La distribution du surplus de valeur produite par les entreprises constitue l’un des ressorts structurants des relations sociales dans une économie utilisant du capital. Si l'on a une juste répartition, on résout une partie du conflit structurel entre les possesseurs du capital (privé ou public) et les travailleurs. La répartition de la valeur entre le capital et le travail, a un effet tant sur l’économie que et sur société. Une bonne répartition du point de vue économique et une juste répartition du point de vue social sont les clés de la prospérité et de la paix d'une nation.

Quels critères de répartition de la valeur ?

Une distribution de la valeur aux travailleurs est favorable au dynamisme économique, car il crée du pouvoir d’achat qui tire la croissance. Si la répartition est considérée comme injuste, le climat social sera mauvais et l’efficacité en pâtira. Ceci n’est pas toujours observé. L’économie aux USA est florissante alors que la répartition est inéquitable. En effet, un bon rendement du capital va attirer les capitaux indispensables à l’économie. Cet afflux favorise l’innovation et stimule la croissance.

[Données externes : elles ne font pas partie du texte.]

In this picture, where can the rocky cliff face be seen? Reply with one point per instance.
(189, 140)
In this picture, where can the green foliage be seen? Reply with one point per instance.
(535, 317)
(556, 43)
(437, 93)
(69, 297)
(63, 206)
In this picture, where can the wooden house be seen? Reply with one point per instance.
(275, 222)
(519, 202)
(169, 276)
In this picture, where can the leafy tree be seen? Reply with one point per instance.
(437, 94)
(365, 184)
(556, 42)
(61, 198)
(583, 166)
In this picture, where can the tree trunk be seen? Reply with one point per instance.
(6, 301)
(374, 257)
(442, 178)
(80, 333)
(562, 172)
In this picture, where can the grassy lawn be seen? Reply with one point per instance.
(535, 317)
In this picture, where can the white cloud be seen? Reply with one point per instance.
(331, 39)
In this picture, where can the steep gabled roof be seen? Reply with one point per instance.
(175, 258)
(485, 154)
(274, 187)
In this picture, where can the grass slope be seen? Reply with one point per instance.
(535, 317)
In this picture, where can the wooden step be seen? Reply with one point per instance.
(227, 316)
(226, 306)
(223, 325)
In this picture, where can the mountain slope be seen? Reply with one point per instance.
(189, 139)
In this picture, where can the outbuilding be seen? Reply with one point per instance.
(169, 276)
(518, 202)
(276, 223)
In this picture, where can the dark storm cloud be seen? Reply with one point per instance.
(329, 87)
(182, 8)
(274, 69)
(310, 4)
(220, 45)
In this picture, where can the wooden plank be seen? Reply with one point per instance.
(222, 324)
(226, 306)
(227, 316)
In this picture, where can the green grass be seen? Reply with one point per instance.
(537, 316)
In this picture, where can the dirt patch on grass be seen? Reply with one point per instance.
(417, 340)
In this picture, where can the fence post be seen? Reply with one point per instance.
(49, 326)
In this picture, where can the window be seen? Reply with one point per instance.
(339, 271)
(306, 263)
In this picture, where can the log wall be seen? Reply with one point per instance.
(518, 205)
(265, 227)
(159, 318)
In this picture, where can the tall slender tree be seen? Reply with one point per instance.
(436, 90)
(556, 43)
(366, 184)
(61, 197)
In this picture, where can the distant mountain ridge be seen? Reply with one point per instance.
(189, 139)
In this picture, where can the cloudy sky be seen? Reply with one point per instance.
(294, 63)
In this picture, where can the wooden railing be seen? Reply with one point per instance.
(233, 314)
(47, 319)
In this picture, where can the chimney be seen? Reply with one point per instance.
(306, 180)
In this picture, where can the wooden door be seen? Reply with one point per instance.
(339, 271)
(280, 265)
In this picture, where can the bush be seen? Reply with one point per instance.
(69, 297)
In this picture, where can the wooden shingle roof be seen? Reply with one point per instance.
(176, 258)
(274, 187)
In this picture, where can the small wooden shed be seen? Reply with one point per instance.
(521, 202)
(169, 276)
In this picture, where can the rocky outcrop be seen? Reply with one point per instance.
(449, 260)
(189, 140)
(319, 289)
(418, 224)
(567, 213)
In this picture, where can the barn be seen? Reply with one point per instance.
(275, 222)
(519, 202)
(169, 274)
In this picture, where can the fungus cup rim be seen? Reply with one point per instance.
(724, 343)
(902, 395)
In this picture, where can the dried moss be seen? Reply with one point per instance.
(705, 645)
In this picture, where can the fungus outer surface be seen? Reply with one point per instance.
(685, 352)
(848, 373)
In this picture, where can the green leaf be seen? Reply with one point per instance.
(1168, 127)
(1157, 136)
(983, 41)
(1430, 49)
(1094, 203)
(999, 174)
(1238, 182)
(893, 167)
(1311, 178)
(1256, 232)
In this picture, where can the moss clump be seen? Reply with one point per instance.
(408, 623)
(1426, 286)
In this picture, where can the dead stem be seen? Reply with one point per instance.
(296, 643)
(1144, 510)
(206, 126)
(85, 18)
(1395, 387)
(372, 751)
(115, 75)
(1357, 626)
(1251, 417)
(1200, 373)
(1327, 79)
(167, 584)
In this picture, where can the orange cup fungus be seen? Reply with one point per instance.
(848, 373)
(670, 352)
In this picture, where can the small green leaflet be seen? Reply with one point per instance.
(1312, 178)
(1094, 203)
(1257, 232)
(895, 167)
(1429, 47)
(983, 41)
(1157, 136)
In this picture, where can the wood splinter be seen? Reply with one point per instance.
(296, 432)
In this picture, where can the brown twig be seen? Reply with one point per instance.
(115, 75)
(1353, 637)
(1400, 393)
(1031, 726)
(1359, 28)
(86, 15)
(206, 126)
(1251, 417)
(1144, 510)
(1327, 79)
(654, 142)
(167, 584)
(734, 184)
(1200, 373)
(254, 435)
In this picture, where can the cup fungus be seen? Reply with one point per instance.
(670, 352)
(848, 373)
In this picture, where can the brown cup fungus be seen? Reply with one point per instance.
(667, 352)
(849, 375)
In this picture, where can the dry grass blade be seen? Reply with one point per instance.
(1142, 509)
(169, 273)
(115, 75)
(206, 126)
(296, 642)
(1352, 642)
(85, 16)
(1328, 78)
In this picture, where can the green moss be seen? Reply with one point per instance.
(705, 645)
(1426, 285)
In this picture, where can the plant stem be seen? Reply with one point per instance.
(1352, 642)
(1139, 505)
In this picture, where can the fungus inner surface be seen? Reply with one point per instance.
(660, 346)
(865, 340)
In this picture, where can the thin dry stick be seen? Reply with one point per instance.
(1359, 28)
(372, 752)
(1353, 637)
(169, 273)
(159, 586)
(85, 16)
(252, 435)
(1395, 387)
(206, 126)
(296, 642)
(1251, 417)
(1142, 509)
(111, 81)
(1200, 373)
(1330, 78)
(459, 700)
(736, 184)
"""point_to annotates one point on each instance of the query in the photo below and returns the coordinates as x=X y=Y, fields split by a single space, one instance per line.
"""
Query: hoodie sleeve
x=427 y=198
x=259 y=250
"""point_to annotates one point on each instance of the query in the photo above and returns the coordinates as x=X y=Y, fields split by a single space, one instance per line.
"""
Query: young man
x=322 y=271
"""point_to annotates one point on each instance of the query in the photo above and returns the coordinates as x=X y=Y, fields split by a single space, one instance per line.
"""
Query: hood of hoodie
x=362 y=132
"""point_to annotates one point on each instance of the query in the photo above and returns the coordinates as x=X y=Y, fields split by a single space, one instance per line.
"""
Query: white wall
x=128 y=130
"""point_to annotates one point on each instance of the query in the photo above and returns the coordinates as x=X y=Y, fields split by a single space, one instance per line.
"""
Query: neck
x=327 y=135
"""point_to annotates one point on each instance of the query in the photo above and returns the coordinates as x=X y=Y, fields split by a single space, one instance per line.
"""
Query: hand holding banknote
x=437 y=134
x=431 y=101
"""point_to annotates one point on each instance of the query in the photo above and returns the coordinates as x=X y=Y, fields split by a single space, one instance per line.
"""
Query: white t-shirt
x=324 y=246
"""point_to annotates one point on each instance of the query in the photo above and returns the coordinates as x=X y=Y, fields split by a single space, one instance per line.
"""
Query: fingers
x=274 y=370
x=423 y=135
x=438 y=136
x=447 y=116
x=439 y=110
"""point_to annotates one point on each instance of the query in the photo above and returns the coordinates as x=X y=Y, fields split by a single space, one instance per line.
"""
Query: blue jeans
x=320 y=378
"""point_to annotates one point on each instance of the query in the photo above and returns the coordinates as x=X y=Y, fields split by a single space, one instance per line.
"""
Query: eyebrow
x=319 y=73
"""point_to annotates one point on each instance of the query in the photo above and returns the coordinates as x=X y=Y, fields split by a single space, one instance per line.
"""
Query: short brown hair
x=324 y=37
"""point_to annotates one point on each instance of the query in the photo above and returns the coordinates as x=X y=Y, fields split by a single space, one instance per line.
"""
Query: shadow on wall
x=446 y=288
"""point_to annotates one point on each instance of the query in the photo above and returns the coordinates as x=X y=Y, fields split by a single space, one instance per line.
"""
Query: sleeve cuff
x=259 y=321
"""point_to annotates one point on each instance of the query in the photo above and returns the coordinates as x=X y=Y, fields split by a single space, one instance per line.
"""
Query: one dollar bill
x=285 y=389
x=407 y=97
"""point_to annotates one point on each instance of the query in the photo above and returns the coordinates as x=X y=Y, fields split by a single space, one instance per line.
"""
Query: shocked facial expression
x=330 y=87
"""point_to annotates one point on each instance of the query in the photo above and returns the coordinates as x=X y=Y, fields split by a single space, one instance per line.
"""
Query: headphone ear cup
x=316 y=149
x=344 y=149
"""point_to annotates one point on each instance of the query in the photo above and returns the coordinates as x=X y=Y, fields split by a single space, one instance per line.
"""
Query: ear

Les économistes ne sont pas d’accord sur la répartition la plus dynamisante. La répartition est une décision de politique économique. Certains veulent favoriser le capital, d’autres le travail, d’autres prônent une réparation équilibrée. Les trois options sont défendables du point de vue économique, mais n’aboutissent pas au même type de société ni au même dynamisme productif.

Voyons maintenant l’aspect social. De ce point de vue diverses options sont possibles. Certains défendent une société inégalitaire et agonistique de la société au titre de la concurrence, du mérite et de la liberté. La vision opposée défend un idéal d’égalité et de justice et de paix sociale. D’autres enfin veulent un équilibre entre les deux. Intervient aussi la question de la détention du pouvoir économique que nous laisserons de côté.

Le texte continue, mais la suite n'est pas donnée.